Cem anos de mecânica quântica e a Paraíba no centro da revolução

Por Percival Henriques
Em julho de 1925, um jovem alemão de 23 anos fugiu para uma ilha. Werner Heisenberg buscava alívio para sua alergia ao pólen. Encontrou algo maior. Na solidão de Heligoland, entre caminhadas e silêncio, ele destruiu o conceito de órbitas e reescreveu a física.
A mecânica quântica nasceu assim. Da curiosidade obstinada de jovens cientistas que não aceitavam as respostas prontas. Nenhum deles imaginava que sua teoria geraria o laser, o transistor, a ressonância magnética, o GPS. A ONU declarou 2025 o Ano Internacional das Ciências e Tecnologias Quânticas. É tempo de celebrar. E de agir.
A terra de Lynaldo Cavalcanti
É impossível falar da história da ciência e tecnologia no Brasil sem falar da Paraíba. Em 1954, quando os estados mais desenvolvidos ainda pensavam em criar estruturas sobre o assunto, Campina Grande já tinha a Fundac. O IBM 1130, terceiro mainframe instalado no Brasil, chegou ali em 1968.
E foi um paraibano de Campina Grande quem presidiu o CNPq entre 1980 e 1985. Lynaldo Cavalcanti de Albuquerque criou o Laboratório Nacional de Radiação Síncrotron. Foi reitor da UFPB. Ajudou a interiorizar o ensino superior no Nordeste.

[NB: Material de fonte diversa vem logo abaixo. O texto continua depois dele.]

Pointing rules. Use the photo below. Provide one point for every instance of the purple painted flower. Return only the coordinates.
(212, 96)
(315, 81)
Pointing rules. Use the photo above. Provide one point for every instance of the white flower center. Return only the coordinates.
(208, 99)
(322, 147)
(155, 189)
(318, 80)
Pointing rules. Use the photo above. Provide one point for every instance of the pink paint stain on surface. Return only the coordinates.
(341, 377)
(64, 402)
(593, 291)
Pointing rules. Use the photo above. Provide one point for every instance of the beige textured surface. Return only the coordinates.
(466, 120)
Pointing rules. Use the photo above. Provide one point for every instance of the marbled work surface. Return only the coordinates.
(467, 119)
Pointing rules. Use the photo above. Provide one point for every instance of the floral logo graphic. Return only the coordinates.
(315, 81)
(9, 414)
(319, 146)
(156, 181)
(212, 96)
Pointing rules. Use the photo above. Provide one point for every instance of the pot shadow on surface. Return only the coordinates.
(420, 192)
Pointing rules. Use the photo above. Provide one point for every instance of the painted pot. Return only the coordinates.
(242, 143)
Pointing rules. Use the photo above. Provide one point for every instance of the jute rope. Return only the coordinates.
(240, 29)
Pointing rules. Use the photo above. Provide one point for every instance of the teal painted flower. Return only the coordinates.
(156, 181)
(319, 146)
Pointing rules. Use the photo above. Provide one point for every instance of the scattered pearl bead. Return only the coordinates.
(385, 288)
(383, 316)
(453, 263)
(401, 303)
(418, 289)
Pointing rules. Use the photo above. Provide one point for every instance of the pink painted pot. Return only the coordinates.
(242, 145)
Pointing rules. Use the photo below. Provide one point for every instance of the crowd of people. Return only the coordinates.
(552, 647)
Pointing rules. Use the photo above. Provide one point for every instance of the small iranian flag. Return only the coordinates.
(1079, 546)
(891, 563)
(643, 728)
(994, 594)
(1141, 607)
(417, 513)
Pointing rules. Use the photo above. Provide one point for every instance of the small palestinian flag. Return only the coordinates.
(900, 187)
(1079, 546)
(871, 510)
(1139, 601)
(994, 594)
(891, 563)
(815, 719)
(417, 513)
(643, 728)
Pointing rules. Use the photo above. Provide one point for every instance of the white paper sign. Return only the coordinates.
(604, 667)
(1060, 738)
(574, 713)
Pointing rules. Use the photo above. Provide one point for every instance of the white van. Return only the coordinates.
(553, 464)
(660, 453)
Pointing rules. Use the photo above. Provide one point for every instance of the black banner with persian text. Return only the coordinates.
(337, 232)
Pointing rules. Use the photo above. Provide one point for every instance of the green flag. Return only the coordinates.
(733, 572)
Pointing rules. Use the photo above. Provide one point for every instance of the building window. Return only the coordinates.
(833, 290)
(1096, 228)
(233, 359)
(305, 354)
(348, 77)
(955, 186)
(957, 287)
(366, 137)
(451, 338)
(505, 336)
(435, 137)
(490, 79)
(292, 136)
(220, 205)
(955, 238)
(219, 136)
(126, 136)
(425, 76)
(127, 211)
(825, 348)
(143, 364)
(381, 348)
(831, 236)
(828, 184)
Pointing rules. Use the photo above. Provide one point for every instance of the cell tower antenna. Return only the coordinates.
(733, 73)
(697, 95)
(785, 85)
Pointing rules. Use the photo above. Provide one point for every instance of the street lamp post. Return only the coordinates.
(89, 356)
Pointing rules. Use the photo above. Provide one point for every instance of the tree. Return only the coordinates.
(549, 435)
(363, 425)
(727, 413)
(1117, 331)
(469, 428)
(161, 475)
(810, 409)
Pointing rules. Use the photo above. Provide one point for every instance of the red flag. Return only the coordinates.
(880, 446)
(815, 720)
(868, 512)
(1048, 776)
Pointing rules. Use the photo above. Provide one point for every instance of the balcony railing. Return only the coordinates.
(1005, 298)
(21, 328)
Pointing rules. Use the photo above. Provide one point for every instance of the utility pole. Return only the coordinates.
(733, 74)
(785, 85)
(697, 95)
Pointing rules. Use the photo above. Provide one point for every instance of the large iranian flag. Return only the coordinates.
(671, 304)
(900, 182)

Essa herança não é memória. É DNA.
Uma década de luta
Em 2012, começamos a batalhar pela computação quântica na Paraíba. Entre 2013 e 2018, organizamos escolas quando o tema ainda soava como ficção científica. O secretário de Ciência e Tecnologia que nos apoiou naquele momento chamava-se João Azevêdo. Hoje ele é governador.
Um estado cujo ex-secretário de C&T se torna governador não é acidente. É consequência de uma cultura que valoriza conhecimento.
E ao lado do governador, desde o início dessa jornada, está Cláudio Furtado. Atual Secretário de Ciência, Tecnologia, Inovação e Ensino Superior. Cláudio não é apenas gestor. É combatente. Foram anos de articulação, missões internacionais, diálogo com o Governo Federal, negociação com a empresa chinesa CETC. O resultado veio em setembro: a Paraíba receberá o primeiro computador quântico do Brasil. R$ 75 milhões de investimento. Implantação prevista para o primeiro semestre de 2026.
Na última quinta-feira, o Governador e o Prefeito Cícero Lucena assinaram o termo de cessão da Estação das Artes para abrigar o CIQUANTA, o Centro Internacional de Computação Quântica. A assinatura é importante. Mas é consequência. O mérito pertence a quem batalhou por mais de uma década.
Soberania em tempos de restrição
Luiz Davidovich, professor emérito da UFRJ, escreveu artigo publicado na The Conversation Brasil lembrando algo crucial. Desde 2024, Estados Unidos, Canadá, países europeus, Coreia do Sul e Japão impõem restrições à exportação de componentes de computadores quânticos para países “não parceiros”. América Latina, Ásia e África estão fora.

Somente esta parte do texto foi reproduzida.